WKU Athletic Director Todd Stewart, who was present at the meeting, was able to respond to Richey.

“Since I became Athletic Director a little over four years ago, we had close to $4 million in reductions to athletics,” Stewart said at the meeting. “This is the fifth year now we have made cuts and it is the first year that track and field has been affected,”

“What I would like to point out though, is we did take the interest of the student at heart,” Stewart said at the meeting. “We had 27 undergraduate track athletes. Twenty-four of those 27 have the opportunity to come back to Western Kentucky.”

The last reason why Richey disagreed with the budget is because of what he says is the effective elimination of the Institute of Citizenship and Social Responsibility.

“While we are calling this a consolidation, there’s an implication that both sides consented to such an action,” Richey said. “I have been informed multiple times that Dr. Judy Rohrer, former director of the ICSR, was not consulted before the decision was made, and I am not comfortable approving a budget that condones that.”

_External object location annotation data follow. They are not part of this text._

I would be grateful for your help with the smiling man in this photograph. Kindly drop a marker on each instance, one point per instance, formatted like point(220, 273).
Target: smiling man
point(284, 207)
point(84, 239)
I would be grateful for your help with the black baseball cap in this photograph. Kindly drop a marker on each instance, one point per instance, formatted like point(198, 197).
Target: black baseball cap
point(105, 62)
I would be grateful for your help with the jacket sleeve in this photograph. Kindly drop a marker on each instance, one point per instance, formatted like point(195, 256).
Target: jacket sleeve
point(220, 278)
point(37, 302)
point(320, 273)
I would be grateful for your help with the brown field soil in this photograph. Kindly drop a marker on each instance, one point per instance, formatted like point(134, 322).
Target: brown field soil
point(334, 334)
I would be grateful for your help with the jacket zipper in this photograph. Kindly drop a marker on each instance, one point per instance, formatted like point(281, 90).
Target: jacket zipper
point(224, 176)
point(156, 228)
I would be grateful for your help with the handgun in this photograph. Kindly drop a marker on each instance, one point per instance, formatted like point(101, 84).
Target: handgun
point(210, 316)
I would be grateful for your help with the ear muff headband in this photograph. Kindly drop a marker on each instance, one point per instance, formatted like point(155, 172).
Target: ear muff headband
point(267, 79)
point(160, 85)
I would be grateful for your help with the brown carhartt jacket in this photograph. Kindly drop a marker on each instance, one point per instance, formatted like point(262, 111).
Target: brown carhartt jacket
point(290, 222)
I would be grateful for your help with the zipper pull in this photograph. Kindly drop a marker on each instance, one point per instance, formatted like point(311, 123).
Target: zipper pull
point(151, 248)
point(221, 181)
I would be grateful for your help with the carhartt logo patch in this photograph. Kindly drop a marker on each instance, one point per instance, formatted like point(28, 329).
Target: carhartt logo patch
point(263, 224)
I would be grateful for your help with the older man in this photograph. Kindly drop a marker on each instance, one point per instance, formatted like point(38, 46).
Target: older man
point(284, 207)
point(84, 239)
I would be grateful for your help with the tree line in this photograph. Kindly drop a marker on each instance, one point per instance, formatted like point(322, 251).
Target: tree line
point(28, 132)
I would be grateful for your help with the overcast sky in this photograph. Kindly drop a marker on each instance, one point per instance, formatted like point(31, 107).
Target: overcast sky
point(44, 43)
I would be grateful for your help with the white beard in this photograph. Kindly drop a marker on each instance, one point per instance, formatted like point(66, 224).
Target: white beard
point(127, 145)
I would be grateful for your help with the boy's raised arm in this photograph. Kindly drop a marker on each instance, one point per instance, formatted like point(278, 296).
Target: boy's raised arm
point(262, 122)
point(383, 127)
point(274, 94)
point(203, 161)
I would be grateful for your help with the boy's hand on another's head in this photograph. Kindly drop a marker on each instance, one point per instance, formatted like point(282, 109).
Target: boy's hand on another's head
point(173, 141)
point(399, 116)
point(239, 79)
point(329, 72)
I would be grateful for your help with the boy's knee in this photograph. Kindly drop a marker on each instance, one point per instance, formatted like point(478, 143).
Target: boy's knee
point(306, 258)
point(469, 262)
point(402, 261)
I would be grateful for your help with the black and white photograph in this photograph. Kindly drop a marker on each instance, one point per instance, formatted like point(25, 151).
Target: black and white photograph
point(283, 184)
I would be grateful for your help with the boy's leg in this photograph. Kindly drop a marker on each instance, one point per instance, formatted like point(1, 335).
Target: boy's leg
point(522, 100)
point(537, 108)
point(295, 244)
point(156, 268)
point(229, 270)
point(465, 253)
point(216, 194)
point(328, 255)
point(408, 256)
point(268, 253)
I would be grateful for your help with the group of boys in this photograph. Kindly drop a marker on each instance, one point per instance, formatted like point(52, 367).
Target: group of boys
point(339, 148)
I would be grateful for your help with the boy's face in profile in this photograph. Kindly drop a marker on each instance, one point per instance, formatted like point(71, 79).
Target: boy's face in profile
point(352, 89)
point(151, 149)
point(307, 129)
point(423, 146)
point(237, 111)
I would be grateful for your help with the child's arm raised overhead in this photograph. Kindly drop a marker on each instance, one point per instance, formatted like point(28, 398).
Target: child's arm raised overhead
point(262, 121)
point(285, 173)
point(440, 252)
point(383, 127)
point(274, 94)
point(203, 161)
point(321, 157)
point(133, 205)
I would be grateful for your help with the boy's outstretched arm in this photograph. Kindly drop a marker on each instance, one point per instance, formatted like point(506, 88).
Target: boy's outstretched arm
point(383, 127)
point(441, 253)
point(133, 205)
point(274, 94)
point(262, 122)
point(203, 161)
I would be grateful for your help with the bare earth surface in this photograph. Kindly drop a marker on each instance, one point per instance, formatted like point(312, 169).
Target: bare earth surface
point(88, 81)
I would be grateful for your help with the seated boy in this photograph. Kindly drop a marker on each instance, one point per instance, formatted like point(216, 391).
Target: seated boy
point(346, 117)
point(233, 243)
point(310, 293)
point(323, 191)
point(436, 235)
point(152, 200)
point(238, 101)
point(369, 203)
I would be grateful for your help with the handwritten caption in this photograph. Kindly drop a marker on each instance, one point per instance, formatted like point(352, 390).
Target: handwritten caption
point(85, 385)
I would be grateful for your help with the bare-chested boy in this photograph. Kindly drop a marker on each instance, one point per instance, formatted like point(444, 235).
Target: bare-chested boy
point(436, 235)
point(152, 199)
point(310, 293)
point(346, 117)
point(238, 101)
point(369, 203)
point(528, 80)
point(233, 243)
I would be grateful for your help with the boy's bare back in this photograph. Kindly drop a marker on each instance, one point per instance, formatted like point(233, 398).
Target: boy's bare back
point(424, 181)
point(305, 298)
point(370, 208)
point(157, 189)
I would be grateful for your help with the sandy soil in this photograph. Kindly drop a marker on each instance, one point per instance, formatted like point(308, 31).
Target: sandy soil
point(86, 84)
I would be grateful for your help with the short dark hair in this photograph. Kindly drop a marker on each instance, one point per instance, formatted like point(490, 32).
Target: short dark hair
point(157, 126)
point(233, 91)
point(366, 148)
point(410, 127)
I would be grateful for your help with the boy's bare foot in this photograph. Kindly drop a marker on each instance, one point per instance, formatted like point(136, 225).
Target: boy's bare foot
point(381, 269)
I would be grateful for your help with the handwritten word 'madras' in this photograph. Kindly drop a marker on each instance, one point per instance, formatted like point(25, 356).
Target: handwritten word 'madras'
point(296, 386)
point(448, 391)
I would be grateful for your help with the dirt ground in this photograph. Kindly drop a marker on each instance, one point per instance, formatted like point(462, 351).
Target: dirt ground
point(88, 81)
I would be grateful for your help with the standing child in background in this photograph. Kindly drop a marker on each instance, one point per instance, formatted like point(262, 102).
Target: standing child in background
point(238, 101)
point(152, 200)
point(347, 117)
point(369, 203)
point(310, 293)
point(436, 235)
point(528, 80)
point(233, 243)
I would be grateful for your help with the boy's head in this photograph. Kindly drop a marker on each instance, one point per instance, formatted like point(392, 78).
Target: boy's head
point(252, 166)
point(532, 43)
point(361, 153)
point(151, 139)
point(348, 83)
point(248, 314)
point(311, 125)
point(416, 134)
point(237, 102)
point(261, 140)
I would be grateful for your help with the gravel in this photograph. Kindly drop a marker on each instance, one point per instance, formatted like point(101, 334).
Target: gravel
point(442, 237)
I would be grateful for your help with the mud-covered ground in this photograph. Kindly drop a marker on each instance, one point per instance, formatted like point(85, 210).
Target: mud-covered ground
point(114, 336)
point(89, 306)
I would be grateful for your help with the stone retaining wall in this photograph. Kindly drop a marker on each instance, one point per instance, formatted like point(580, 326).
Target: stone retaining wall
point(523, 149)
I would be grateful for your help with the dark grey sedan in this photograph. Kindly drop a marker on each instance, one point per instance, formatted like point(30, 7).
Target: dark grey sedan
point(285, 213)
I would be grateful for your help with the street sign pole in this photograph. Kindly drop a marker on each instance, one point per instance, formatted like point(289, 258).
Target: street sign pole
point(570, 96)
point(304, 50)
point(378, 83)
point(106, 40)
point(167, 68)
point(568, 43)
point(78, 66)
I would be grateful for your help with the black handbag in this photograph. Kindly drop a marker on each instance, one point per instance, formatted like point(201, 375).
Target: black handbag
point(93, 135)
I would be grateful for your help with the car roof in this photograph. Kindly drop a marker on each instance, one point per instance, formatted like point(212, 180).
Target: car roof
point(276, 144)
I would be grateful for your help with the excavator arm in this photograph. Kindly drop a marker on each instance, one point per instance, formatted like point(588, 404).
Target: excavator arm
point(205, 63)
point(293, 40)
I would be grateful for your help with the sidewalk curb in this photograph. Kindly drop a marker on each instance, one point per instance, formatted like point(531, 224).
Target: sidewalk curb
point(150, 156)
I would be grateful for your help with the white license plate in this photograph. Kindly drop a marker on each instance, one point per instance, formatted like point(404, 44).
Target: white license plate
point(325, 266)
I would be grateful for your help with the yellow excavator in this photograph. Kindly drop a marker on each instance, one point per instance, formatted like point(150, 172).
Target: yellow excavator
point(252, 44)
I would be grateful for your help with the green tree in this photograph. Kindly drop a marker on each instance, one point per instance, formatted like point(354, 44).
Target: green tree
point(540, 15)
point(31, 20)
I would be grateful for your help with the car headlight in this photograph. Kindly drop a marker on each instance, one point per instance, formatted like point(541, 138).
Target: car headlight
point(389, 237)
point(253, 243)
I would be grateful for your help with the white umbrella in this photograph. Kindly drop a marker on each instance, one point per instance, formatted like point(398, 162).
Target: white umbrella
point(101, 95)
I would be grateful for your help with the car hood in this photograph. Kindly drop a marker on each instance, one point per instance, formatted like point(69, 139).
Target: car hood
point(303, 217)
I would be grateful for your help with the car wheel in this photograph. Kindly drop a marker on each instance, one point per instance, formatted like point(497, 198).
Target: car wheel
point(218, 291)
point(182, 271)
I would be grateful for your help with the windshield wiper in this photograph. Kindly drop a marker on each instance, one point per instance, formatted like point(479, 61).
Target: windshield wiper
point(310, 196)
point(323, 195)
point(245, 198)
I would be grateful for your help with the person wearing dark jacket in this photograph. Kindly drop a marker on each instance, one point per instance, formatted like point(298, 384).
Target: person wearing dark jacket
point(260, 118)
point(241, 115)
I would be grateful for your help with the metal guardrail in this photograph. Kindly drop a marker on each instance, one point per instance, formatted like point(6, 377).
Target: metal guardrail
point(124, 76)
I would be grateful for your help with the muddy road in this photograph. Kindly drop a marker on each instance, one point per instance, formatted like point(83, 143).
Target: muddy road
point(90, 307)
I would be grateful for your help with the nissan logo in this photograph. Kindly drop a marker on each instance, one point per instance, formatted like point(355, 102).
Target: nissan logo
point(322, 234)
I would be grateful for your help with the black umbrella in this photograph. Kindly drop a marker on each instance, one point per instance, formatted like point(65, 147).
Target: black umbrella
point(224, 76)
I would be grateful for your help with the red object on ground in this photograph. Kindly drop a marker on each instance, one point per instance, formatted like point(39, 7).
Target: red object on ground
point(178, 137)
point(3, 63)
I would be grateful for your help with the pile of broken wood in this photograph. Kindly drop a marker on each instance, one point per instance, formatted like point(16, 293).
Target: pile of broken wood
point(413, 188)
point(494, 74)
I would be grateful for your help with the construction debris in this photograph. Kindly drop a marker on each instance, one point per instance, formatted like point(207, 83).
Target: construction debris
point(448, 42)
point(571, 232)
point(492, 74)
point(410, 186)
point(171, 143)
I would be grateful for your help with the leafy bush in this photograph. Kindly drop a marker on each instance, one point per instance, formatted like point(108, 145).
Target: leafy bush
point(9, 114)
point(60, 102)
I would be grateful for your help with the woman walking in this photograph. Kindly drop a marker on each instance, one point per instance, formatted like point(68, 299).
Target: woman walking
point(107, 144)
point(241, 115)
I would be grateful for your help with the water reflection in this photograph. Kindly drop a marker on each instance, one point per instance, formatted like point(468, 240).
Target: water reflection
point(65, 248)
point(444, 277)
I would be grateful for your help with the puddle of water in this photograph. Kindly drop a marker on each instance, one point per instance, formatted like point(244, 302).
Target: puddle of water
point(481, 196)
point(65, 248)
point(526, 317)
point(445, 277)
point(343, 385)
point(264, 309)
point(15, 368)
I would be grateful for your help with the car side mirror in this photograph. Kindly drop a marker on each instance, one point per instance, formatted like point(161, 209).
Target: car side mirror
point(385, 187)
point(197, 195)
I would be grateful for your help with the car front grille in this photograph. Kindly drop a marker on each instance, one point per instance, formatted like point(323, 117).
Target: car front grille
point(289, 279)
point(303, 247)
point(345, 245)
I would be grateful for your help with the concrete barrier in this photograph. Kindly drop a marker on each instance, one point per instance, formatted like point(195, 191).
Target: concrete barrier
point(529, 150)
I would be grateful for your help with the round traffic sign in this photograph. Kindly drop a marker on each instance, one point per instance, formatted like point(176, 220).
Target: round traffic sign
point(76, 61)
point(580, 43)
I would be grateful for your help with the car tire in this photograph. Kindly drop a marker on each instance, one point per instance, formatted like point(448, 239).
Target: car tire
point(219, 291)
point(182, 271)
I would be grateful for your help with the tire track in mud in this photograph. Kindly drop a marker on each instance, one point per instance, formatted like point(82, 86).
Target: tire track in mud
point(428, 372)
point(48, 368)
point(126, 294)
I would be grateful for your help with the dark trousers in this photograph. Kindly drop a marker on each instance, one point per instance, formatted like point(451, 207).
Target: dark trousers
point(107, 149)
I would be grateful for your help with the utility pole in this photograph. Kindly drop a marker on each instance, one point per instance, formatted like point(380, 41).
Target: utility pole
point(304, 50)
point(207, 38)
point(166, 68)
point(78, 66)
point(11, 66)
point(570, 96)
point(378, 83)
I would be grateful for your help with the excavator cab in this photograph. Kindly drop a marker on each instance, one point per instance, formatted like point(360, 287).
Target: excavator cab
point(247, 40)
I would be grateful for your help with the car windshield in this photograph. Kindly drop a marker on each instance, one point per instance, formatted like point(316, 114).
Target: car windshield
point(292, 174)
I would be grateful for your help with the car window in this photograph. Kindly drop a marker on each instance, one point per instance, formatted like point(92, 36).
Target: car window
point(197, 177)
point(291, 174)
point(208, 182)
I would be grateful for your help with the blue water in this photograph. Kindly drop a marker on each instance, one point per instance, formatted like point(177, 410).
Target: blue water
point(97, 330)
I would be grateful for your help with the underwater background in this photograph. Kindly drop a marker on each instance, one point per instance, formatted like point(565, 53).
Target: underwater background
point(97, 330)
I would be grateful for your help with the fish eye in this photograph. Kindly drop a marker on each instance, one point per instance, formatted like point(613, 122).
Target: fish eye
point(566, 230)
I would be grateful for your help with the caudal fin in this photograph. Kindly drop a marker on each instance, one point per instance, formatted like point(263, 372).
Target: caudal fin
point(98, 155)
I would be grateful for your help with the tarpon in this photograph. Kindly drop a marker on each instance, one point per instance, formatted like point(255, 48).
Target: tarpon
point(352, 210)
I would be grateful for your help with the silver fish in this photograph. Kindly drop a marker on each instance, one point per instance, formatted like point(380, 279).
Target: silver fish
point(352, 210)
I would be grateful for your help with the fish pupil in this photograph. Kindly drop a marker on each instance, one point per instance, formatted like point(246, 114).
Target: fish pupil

“I believe we are using budget cuts to justify a political move designed to suppress the purpose of the ICSR: encouragement of independent thinking and instilling within students a passion for fighting for social justice causes,” Richey said. “We have to look at what is best for all parties, and this is certainly not what is best for the ICSR.”

WKU Provost and Vice President of Academic Affairs David Lee was also present at the meeting and was able to respond to Richey’s concerns.

“Something that the ALIVE Center and ICSR have in common is that they both sit at kind of a nexus between the broader community and opportunities for particularly undergraduate students,” Lee said. “That’s a fundamental thing that both of these have in common.”

“I think at the end of the day they are compatible and they can be consolidated into a working-effective unit,” Lee said in the meeting. “There has been no cut to the budget to the Department of Diversity and Community Studies, which is where ICSR is housed. In terms of cuts to ICSR, there really hasn’t been any cute to ICSR specifically. There has been a $150,000 cut to the ALIVE Center.”

Despite the concerns and disagreement form the student regent with the proposed budget, it was accepted and such cuts will take into effect on July 1.